28 Nisan 2012 Cumartesi



“Seni seviyorum.” cümlesi, yerini “Sana tutuldum.” cümlesine bırakmaya karar vermiş bir günlüğüne. Ya da biz öyle davranmışız mesela. Kelimelerimiz tutulmuş önce. İkimizin kelimeleri birbirine tutulmuş bize haber vermeden. Susuşlarımız tutulmuş sonra, iç içe geçmişler. Ellerimizin tutulmasından bahsetmiyorum bile. 
En çok düşüncelerimiz tutulmuş aslında,kimseye söylemeseler de kapı arkasından bakar gibi bakmışlar birbirlerine. Bırakmak istemedikleri için birbirlerini, hep yastık altı etmişler mantık kırıntılarını. 
Keşke daha güçlü kavrayabilsek, tuttuğumuz her şeyi, anlatmaya çalıştığımız her şeyi, dahası sevdiğimiz her şeyi.



Bazı geceler o kadar güzel, o kadar beyaz ki; gün, kıskandığı için normalden daha erken doğuyor. Parmak ucunda kokladığım gece bazen o kadar güzel kokuyor ki, bir süre sonra koku almaması gereken burnum bile o kokuya karşı koyamıyor. O gecelerde düşüncelerim o kadar hızlı akıyor ki, ertesi gün başım dönüyor. 
Ve o geceler o kadar nadir ki, çoğunlukla o geceleri özlemekle geçiyor diğer gecelerim.
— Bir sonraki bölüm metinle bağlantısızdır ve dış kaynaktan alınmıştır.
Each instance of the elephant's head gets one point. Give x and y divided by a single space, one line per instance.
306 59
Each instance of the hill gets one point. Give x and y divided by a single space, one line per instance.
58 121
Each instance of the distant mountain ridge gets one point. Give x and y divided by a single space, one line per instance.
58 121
“Büyümek istemediğini biliyorum ama ben istiyorum. Kendini sevmediğini de biliyorum ama ben seviyorum. Kendini benim gözümden görseydin sen de severdin. O yüzden şimdi gidiyorum, belki bir gün benim gözümden bakmayı öğrenirsin kendine. O zaman da büyümeye başlarsın ve ben seni sevemem.” dedi kız.

bu dünyada;




*bizden güzel insanlar var,

*onlardan da güzel olan insanlar var,

*onları güzel bulmayan insanlar var,

*bazen hiçbir şeyi güzel bulmayan insanlar var,

*aramayan insanlar var,

*aramadığı halde bulan insanlar var,

*o insanların bazısı bizden güzel yaşıyorlar,

*bizden güzel yaşayanlardan da güzel yaşayanlar var,

*ne kadar güzel yaşadığının farkında olmayan insanlar var,

*mesela New York’ta mükemmel bir hayat yaşayan insanlar var,

*New York’ta boktan hayatlar yaşayan insanlar da var,

ama en kötüsü kendiyle yaşayamayan insanlar.
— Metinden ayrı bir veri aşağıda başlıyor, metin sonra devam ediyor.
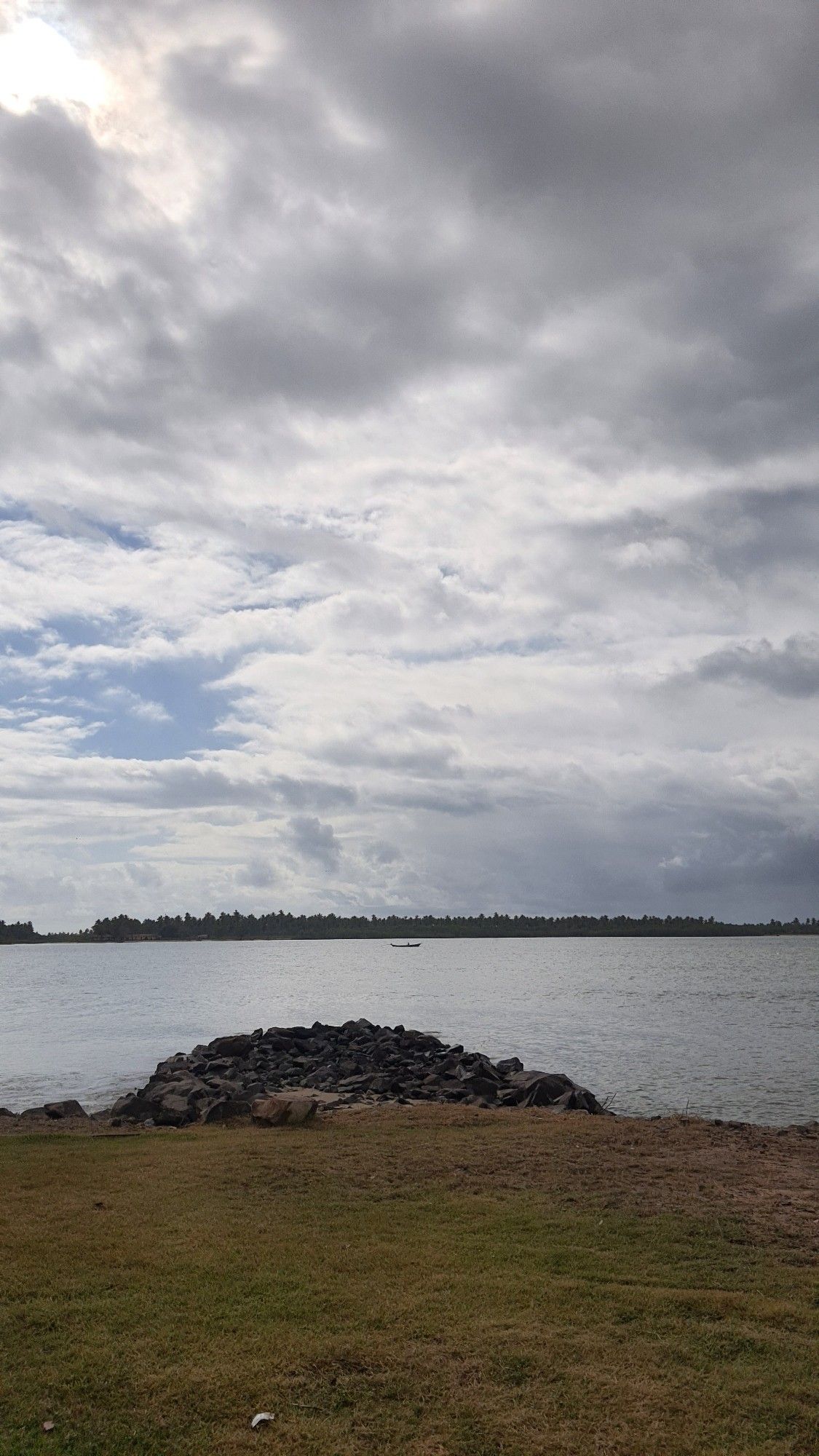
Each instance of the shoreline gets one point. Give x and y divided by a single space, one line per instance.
355 1065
kendinden memnun olmayan insanlar var,kendi bedenlerinden,kişiliklerinden,düşüncelerinden

memnun olmayan insanlar
.
şu dünyada en kötü onlar yaşar,New York’ta da olsalar,Paris’te de olsalar fark etmez. 

herkes kendi yıldızını arıyor,oysa gökyüzü hepimizin. bazen tek bir şeye takılmak bütünü kaçırmamıza neden oluyor,bir tek insan bazen hayatımızı mahvedebiliyor. oysa sorun onlarda değil bizde,takılmamız onların suçu değil. bizim.
bazı yıldızlar kayıyor ama gökyüzü boş değil.